To solve the problem, we will follow these steps: ### Step 1: Understand the relationship between internal energy, work done, and heat absorbed. According to the first law of thermodynamics, the relationship is given by: \[ \Delta Q = \Delta U + \Delta W \] where: - \(\Delta Q\) is the heat absorbed by the gas, - \(\Delta U\) is the change in internal energy, - \(\Delta W\) is the work done by the gas. ### Step 2: Calculate the change in internal energy (\(\Delta U\)).

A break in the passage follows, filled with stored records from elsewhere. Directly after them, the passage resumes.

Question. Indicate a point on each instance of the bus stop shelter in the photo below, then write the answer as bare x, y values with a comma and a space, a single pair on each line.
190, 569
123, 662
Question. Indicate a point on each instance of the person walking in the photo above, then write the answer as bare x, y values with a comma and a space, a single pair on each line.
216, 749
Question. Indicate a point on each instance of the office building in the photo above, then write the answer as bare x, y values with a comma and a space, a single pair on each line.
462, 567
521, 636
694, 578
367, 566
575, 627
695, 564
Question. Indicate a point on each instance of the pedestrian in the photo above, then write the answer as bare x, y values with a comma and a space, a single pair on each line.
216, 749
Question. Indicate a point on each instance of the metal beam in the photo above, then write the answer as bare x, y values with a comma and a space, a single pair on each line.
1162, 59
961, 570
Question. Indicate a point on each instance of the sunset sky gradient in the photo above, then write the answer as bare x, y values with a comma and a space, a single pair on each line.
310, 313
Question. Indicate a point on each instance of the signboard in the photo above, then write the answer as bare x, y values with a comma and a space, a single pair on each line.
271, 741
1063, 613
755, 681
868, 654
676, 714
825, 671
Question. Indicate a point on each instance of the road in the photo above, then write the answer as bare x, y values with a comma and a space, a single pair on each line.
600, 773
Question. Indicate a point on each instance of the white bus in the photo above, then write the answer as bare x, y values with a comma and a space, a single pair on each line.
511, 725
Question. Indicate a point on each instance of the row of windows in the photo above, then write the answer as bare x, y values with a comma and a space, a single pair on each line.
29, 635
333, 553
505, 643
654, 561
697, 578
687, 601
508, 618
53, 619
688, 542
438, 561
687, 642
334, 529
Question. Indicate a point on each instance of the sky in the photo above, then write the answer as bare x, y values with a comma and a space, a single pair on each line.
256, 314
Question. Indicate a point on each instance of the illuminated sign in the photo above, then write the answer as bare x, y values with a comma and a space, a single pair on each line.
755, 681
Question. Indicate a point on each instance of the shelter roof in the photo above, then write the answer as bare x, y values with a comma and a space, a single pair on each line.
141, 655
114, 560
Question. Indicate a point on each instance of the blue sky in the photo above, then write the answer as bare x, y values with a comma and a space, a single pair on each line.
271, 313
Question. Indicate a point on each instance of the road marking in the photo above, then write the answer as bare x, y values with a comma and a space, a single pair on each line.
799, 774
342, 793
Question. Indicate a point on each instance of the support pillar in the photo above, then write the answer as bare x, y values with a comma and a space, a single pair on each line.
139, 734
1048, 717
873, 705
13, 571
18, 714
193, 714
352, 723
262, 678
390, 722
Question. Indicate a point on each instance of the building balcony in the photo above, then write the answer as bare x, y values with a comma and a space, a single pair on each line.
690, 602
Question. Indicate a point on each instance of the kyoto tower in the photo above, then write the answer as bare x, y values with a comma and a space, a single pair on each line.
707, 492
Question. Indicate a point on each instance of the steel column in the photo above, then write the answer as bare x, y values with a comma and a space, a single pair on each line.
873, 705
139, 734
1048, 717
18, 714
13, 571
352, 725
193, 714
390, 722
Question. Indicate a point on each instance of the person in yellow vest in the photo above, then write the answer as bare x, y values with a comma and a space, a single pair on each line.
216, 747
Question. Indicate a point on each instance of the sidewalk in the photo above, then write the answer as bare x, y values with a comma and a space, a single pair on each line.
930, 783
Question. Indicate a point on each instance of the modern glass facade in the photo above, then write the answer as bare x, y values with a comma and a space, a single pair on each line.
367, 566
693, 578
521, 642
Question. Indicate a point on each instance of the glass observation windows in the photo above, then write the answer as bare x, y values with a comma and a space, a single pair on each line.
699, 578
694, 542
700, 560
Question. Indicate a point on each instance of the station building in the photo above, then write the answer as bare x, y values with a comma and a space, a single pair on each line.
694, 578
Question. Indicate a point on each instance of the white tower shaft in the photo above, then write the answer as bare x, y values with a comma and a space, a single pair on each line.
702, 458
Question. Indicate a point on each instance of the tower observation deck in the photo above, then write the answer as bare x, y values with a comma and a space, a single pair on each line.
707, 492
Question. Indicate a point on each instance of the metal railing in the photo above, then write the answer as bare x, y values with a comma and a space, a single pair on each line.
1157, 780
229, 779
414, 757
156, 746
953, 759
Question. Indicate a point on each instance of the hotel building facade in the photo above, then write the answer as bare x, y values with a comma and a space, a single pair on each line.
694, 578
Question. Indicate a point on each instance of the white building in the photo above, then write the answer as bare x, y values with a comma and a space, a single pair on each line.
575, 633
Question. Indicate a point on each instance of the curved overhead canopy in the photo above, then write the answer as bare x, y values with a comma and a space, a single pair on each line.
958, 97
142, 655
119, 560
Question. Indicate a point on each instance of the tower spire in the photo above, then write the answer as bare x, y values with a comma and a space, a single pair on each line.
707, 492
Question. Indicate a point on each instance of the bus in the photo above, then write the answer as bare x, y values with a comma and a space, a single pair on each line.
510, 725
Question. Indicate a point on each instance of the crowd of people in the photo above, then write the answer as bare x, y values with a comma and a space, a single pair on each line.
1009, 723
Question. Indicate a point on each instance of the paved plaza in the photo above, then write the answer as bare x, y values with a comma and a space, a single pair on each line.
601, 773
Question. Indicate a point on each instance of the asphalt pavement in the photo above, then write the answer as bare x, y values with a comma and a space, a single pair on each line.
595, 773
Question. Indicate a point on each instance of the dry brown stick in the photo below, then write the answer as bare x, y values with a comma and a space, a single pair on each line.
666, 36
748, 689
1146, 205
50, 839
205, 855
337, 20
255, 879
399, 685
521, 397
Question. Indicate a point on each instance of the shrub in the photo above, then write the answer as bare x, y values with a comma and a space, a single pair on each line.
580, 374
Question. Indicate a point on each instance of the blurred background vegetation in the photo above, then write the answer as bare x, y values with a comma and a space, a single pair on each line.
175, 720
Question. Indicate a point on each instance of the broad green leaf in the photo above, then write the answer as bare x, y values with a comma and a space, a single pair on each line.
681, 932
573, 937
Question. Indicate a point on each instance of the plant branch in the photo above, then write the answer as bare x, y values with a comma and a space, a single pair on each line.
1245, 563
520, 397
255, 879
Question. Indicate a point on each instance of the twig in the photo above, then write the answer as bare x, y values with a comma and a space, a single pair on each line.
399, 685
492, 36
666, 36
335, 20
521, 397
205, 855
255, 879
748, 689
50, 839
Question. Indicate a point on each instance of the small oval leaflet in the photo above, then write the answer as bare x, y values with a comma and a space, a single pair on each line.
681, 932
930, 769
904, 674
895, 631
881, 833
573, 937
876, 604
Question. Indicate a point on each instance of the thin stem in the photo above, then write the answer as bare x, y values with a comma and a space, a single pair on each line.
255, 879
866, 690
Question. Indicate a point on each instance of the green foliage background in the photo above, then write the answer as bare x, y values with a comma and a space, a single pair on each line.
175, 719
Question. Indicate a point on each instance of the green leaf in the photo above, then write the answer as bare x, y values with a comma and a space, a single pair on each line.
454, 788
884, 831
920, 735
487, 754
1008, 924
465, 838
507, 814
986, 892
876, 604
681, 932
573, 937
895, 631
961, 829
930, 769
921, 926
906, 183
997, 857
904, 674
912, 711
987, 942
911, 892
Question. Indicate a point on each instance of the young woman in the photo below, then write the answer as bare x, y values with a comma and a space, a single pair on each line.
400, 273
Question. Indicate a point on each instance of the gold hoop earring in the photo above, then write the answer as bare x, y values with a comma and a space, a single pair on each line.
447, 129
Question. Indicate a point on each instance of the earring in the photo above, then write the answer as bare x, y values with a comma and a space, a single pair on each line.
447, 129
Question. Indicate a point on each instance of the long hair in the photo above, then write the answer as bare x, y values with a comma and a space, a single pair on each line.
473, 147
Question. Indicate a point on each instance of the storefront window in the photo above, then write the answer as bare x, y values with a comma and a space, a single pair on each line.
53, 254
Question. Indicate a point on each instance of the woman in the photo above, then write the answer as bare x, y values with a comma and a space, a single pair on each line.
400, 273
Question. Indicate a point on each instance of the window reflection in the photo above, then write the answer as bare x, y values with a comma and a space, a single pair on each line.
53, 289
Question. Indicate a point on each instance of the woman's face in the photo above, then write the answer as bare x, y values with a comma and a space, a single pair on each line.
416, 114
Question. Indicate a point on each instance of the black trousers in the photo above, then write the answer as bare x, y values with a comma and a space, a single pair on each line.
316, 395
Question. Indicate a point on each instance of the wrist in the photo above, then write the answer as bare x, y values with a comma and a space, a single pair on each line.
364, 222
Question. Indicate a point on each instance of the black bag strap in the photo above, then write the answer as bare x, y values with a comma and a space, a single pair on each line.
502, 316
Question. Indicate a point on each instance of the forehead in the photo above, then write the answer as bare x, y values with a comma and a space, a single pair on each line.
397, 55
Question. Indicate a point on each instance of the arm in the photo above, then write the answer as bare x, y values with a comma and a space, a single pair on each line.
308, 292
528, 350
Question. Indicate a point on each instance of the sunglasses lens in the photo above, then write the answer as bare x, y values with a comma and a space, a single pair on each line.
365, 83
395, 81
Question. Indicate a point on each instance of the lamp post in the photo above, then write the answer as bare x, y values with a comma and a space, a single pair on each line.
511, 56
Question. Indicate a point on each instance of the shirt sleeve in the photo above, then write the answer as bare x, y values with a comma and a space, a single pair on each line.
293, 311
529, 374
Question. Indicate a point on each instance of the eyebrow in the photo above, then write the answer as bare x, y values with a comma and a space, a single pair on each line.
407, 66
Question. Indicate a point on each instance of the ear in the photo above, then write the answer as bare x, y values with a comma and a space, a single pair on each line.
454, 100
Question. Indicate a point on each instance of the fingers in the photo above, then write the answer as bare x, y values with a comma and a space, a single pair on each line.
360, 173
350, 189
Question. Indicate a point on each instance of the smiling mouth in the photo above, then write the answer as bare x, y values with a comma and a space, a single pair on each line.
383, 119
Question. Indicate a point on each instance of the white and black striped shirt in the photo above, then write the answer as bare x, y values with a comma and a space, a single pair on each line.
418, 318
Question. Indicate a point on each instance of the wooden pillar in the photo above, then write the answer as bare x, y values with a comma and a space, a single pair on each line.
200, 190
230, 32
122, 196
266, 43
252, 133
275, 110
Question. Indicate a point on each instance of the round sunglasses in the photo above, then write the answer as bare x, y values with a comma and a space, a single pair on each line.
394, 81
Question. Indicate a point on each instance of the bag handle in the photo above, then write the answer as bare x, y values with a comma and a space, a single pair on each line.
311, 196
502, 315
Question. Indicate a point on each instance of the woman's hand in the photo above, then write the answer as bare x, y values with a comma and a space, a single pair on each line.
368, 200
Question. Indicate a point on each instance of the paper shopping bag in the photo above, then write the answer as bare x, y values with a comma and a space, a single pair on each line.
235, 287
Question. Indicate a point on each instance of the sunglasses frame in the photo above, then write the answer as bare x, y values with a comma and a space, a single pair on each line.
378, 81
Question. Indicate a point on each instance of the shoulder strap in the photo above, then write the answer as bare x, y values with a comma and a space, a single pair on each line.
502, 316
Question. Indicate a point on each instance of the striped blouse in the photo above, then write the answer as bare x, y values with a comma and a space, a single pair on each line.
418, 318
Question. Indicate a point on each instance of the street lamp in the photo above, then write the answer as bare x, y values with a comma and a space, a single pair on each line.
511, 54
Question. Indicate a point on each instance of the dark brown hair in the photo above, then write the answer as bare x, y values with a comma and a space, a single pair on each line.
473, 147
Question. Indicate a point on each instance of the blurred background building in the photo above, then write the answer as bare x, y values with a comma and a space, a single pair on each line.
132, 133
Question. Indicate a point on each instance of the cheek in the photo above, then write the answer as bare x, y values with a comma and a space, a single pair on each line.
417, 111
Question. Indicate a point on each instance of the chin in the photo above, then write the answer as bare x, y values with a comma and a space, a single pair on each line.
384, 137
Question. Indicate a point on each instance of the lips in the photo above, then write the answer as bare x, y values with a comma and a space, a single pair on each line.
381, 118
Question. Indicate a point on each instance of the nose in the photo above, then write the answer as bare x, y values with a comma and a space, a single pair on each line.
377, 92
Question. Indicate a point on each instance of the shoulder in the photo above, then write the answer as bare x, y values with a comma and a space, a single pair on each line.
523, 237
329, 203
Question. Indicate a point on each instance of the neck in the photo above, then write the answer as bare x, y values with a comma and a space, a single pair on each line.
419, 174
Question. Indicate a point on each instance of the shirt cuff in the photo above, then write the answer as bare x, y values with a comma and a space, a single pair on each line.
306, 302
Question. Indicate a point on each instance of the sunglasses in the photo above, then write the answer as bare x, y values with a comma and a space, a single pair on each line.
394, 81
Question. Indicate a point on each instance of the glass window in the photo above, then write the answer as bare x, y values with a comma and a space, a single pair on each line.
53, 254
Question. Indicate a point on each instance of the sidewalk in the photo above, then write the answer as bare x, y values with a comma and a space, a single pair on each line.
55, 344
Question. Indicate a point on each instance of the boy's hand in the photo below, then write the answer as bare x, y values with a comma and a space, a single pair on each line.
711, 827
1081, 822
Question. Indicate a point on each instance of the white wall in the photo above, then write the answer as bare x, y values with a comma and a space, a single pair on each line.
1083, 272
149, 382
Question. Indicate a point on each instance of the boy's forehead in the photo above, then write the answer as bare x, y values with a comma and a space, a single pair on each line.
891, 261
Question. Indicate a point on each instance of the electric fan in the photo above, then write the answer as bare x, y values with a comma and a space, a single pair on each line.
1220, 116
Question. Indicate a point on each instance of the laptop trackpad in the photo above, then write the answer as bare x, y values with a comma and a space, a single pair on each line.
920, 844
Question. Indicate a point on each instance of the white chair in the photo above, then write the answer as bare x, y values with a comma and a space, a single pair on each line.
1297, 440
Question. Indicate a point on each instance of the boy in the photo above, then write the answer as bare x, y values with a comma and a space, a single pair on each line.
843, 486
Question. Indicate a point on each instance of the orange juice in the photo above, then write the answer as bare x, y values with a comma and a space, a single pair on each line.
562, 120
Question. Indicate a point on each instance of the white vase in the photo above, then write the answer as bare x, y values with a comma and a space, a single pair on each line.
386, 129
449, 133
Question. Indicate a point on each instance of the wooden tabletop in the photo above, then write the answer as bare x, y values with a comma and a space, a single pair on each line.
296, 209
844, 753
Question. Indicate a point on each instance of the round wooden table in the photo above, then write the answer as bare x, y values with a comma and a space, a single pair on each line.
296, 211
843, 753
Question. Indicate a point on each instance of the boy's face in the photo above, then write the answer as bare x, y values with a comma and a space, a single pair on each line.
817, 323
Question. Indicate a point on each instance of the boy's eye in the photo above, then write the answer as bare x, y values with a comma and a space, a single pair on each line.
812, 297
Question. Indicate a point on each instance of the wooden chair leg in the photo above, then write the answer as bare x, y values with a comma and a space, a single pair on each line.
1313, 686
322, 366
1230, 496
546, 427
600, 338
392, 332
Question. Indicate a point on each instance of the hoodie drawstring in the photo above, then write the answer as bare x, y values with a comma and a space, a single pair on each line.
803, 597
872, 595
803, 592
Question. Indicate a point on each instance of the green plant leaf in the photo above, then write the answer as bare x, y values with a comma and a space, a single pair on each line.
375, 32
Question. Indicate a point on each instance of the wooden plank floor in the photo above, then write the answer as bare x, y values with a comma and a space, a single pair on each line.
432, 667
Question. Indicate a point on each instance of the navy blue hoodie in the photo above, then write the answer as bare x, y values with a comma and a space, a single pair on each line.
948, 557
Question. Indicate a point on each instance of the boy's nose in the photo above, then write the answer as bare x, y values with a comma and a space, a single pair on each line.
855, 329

The internal energy \(U\) is given by: \[ U = 2pV \] The gas expands from \(V_0\) to \(2V_0\) against a constant pressure \(p_0\). First, we find the initial and final internal energy: - Initial internal energy when \(V = V_0\): \[ U_i = 2p_0 V_0 \] - Final internal energy when \(V = 2V_0\): \[ U_f = 2p_0 (2V_0) = 4p_0 V_0 \] Now, we can calculate the change in internal energy: \[ \Delta U = U_f - U_i = 4p_0 V_0 - 2p_0 V_0 = 2p_0 V_0 \] ### Step 3: Calculate the work done (\(\Delta W\)). Since the process is isobaric (constant pressure), the work done by the gas can be calculated as: \[ \Delta W = p \Delta V \] where \(\Delta V = V_f - V_i = 2V_0 - V_0 = V_0\). Thus, the work done is: \[ \Delta W = p_0 \cdot V_0 \] ### Step 4: Substitute \(\Delta U\) and \(\Delta W\) into the first law equation. Now we can substitute our values into the first law of thermodynamics: \[ \Delta Q = \Delta U + \Delta W = (2p_0 V_0) + (p_0 V_0) = 3p_0 V_0 \] ### Final Answer The heat absorbed by the gas in the process is: \[ \Delta Q = 3p_0 V_0 \] ---